LiveHouse Media hopes to evolve the online concert space with iRocke, which indexes the over 2,000 live music shows it says are happening on the interwebs each month, so you can watch from the comfort of your web browser, smartphone, or tablet — sometimes for free, or sometimes for a fee.
This directory has the somewhat questionable name iRocke (“Iraqi?” “Ay Rock E?” What was wrong with “Livehouse?”), but its design is top-notch, and it indexes everything from random bands you’ve never heard of before to more known artists like Florence and the Machine, playing everywhere from the Morning Becomes Eclectic studio to Austin City Limits.
We’ve seen others (remember NowHound?) attempt this, but nobody has nailed it yet. Part of the challenge is that most people don’t want to see just any live music — they want to see their favorite bands. To that end, the company lets you tweet or Facebook your friends as you add a show to your iRocke calendar, and encourages bands to do so too, which is how we feel like a lot of people will find out about these shows.
In our testing of the beta today, iRocke still had some kinks to work out — the Kongos show supposedly happening right now wouldn’t play, and the Daytrotter session for Pretty and Nice that iRocke says is happening right now doesn’t appear to be on. Still, other shows worked, and we were able to see how the site works: by accepting submissions and adding shows to its directory manually, then giving music fans a wide range of tools (calendars, payment mechanisms, sharing to friends, reviews, ratings, links to the artists’ pages, friend following, genre-based browsing, and so on) with which to find them.
When it comes time to watch a show, iRocke jettisons you to the official source of the show (including Concert Window and thousands of other “venues”), if that’s the only place where it is happening — or, if not, it embeds the show on an iRocke page so you can rate it and leave comments along with other iRocke users.
People are going to these shows, with or without iRocke’s help. According to its blog, 160,000 people watched the Red Hot Chili Peppers play Austin City Limits, which was recently named “the greatest webcast in festival history” by Digital Music News.
Live online music could grow in popularity following the open beta for iRocke, which launches on Saturday, November 10 at a Los Angeles party that Livehouse says will feature a who’s who of live streaming music: American Express (of American Express Unstaged), KCRW (Morning Becomes Eclectic), ClearChannel, Red Bull (Red Bull Soundspace), William Morris Endeavor (booking agents), TRI Studios (TRI Presents), and others.
In other words, this thing is real — and actually, you can try it before the official open beta starts by following this link.

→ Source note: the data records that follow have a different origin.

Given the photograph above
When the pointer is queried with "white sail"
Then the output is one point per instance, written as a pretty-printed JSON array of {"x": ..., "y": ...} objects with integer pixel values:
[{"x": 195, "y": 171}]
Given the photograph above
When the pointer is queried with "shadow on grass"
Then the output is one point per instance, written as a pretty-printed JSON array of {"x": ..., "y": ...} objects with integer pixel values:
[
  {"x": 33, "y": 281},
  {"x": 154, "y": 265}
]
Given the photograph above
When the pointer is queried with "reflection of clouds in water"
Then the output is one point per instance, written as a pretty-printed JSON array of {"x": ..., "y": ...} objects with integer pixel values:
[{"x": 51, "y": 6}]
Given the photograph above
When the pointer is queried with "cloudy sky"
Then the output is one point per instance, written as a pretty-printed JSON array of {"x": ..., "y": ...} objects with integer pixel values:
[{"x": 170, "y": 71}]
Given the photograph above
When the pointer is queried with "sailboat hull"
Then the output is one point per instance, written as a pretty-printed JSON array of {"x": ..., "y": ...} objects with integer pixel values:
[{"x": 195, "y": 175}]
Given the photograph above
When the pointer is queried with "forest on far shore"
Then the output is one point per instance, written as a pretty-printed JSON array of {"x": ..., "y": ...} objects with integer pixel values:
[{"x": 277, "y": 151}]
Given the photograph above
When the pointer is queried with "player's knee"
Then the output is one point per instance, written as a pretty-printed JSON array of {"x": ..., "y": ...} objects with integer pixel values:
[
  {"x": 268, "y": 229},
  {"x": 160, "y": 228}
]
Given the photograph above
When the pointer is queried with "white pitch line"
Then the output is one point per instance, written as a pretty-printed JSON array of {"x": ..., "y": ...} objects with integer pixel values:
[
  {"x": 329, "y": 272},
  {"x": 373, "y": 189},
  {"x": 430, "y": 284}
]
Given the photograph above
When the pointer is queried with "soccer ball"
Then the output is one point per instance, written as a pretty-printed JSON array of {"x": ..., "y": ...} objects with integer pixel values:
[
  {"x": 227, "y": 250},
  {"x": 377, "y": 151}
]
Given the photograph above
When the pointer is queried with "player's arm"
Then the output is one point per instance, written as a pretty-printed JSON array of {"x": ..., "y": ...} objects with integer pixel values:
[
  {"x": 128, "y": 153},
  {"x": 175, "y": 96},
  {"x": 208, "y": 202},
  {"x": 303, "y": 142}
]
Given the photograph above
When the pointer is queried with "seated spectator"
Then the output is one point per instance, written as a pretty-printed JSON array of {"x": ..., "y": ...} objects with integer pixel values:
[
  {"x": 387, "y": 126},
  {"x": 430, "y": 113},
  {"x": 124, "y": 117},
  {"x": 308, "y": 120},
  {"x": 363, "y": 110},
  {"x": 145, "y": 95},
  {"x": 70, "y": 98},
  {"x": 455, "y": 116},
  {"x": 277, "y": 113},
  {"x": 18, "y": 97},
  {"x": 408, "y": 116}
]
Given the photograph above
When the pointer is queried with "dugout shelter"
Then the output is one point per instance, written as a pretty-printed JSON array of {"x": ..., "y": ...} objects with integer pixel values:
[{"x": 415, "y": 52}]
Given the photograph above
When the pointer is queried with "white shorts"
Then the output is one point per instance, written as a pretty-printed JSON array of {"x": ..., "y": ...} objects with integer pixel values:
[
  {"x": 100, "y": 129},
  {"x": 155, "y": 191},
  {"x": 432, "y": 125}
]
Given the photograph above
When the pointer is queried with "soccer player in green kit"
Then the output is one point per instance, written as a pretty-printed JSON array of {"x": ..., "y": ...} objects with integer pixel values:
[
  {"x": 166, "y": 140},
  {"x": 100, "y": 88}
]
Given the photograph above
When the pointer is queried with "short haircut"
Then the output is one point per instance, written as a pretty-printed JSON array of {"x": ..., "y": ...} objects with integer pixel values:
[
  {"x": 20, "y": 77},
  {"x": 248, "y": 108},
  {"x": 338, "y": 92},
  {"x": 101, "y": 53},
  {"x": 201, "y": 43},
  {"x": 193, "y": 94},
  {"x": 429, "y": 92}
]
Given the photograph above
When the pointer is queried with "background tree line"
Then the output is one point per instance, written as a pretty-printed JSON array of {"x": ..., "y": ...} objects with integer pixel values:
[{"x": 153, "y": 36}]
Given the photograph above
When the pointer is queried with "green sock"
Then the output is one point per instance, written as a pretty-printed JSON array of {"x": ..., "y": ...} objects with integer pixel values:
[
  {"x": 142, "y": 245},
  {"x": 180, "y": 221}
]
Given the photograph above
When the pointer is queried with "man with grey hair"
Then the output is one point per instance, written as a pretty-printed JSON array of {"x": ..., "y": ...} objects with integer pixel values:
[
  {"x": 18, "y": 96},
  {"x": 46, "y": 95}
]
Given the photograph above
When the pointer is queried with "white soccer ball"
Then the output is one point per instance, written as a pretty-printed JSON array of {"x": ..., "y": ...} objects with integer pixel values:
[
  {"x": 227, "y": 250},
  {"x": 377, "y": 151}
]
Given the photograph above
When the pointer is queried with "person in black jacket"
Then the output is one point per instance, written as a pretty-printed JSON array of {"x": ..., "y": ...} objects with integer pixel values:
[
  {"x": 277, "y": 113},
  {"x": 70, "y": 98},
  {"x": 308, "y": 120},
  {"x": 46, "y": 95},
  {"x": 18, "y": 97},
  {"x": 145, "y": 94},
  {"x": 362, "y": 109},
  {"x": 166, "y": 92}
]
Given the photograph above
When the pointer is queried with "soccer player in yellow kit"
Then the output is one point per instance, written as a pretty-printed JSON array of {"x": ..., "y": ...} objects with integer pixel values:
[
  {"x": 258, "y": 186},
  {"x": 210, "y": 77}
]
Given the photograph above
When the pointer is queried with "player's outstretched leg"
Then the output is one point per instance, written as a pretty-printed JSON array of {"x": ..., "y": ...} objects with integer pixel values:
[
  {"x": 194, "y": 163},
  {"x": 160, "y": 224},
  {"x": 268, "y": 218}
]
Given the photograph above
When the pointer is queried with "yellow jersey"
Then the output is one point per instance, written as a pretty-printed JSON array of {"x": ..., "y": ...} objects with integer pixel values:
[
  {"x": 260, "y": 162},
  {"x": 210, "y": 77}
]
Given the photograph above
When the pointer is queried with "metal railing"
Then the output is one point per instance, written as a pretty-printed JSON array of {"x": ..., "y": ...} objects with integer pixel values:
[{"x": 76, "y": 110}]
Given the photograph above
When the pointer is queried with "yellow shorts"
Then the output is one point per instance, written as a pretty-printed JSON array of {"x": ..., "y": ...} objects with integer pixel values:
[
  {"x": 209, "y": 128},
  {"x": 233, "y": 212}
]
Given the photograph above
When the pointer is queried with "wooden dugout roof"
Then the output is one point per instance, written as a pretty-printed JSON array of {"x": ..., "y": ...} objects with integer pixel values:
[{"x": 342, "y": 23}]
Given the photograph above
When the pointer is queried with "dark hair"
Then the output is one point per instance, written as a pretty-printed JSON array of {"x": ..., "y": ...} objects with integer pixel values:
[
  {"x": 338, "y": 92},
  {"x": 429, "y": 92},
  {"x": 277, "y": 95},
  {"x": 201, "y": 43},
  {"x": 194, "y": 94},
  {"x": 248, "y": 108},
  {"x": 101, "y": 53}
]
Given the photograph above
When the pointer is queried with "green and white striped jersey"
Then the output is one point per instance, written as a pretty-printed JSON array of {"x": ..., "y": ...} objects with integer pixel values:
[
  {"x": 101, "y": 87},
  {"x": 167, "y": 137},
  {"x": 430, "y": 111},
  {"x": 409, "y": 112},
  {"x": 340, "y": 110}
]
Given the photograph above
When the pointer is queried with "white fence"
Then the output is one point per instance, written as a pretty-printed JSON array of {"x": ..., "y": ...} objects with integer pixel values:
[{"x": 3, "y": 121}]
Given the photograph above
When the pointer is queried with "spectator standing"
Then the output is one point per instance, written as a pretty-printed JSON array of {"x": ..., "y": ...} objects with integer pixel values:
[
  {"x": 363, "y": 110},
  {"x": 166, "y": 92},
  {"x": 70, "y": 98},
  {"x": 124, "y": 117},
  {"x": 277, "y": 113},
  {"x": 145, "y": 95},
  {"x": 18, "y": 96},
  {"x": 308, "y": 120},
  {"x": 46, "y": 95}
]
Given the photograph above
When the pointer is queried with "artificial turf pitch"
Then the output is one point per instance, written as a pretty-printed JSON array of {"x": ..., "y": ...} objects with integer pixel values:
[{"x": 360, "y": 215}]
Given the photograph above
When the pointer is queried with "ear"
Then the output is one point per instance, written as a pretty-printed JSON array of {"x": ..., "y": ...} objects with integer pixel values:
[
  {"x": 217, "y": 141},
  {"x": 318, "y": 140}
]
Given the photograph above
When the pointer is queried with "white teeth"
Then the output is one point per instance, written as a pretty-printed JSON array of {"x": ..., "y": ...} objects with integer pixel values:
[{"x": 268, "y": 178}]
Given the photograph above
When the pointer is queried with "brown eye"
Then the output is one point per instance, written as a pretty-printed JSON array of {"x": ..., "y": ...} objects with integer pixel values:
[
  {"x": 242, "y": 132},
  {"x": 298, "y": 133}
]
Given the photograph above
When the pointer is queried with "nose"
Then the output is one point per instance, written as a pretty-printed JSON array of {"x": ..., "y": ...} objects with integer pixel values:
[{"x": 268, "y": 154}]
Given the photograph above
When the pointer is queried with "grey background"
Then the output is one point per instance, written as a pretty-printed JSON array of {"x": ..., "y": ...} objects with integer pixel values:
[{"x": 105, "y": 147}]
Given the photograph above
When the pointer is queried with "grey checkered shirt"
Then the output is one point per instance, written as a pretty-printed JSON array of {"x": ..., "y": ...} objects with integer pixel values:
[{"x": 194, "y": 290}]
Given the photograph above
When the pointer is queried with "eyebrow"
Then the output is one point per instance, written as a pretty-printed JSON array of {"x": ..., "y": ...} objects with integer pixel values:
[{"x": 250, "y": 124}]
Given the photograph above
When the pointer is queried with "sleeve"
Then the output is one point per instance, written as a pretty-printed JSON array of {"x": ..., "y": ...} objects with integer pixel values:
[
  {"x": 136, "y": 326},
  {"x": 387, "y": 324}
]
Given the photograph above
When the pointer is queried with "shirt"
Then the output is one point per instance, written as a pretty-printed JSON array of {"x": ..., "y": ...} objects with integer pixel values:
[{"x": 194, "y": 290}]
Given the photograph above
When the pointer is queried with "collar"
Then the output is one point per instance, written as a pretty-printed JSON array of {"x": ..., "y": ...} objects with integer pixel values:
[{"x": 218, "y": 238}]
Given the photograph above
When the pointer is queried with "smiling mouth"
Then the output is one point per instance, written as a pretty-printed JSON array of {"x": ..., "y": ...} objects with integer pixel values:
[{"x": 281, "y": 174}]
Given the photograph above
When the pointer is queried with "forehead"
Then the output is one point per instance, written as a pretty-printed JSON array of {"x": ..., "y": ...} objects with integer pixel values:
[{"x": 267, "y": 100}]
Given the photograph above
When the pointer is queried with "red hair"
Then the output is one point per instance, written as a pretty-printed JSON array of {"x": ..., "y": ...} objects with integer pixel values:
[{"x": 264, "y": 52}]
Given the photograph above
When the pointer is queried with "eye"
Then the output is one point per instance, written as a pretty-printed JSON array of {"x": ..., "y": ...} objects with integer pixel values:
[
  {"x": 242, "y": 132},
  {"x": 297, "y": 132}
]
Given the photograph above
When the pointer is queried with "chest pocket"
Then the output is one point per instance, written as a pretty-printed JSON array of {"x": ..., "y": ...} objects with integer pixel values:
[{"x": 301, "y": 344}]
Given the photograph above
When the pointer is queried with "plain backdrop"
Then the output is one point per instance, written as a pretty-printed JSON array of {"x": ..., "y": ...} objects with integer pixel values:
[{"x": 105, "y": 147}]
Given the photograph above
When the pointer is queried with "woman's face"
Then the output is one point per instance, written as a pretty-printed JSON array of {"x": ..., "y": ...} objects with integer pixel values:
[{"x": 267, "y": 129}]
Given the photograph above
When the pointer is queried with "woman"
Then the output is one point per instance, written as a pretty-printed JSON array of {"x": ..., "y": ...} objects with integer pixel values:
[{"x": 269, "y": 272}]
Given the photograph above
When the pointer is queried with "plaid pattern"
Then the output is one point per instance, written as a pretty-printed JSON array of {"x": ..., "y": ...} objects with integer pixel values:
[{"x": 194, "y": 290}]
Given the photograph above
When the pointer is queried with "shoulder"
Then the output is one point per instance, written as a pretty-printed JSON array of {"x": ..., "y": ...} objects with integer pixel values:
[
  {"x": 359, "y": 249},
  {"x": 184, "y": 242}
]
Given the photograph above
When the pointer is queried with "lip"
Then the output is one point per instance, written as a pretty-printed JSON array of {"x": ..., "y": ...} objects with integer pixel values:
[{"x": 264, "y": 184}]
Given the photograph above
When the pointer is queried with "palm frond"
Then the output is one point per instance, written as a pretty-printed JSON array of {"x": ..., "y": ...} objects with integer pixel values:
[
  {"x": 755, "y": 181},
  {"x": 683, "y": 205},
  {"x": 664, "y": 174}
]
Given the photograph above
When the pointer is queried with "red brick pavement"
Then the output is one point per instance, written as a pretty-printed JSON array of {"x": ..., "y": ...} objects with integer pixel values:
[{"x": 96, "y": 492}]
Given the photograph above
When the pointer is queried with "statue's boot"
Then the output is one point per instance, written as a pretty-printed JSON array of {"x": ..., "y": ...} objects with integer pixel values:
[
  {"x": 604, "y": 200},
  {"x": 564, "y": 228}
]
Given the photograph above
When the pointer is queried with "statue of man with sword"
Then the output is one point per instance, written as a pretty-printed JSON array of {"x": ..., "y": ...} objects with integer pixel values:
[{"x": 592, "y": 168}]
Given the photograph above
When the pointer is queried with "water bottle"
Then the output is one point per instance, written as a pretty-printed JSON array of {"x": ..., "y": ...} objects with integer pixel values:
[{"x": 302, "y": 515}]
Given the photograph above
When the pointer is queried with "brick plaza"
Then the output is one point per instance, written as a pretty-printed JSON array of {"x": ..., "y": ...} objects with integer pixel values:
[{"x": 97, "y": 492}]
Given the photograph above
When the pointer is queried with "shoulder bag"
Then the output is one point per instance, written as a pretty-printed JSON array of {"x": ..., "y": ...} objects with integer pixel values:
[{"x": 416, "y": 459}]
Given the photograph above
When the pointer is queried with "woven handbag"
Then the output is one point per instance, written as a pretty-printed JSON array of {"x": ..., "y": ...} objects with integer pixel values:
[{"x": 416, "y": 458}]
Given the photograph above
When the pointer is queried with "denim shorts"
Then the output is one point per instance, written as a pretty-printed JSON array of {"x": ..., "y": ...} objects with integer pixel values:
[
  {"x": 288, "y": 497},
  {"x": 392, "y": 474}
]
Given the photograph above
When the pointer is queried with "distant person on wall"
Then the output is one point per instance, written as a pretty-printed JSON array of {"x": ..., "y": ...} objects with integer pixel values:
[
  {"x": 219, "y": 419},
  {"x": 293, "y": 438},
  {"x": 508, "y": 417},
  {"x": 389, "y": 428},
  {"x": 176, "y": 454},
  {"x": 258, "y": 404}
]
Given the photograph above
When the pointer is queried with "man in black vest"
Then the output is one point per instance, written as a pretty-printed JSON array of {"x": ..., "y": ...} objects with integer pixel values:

So, how does iRocke find all of these shows? Livehouse/iRocke founder and CEO Karl Rogers told Evolver.fm that the company employs “a variety of automagical and human methods that help us find and curate live stream events that meet our criteria.”
Several of the site’s top show sources are adding their own shows to the directory, which is something Rogers hopes will happen more and more, as word gets out.
“As we grow, we believe more artists and sources will recognize the value of promoting their live stream performances on iRocke, and will begin using our Livepass credentialing platform for all of their live stream shows, regardless of which live streaming platform or content network they utilize or affiliate with. We expect a combination of all of these methods will help us achieve our mission of maintaining the largest index of live stream music performances and artist appearances on the planet.” Those Livepasss can be registered for free or for a fee, depending on how the event is set up.
He says that based on data from “comScore, compete.com, GigaOM, and others,” 150 million people watched live video on the internet in the first quarter of 2011, which is more than voted in the United States presidential election yesterday — and that that will increase to over 320 million by the end of 2014. Granted, only a subset of these views were of live music, but still, those are big numbers and some of those events were live music.
“Precisely how much live stream video viewing is dedicated to viewing live concerts and artist appearances depends on the continued increase in the quantity and quality of live stream concerts, improvements in viewer engagement, and of course significant improvements in promotion and overall consumer awareness by iRocke and others,” said Rogers.
In other words, people need to care about online live music and be able to find it in order for more of it to happen. Chicken, meet egg. Judging from that 160K viewer count from the Red Hot Chili Peppers’ Austin City Limits show, this long-awaited (by me anyway) development could finally be ready to take off. If that happens, iRocke (or something else like it) will be a crucial part of that ecosystem, because if a tree in the woods falls on a chicken, it stops laying eggs and this riddle will never get solved.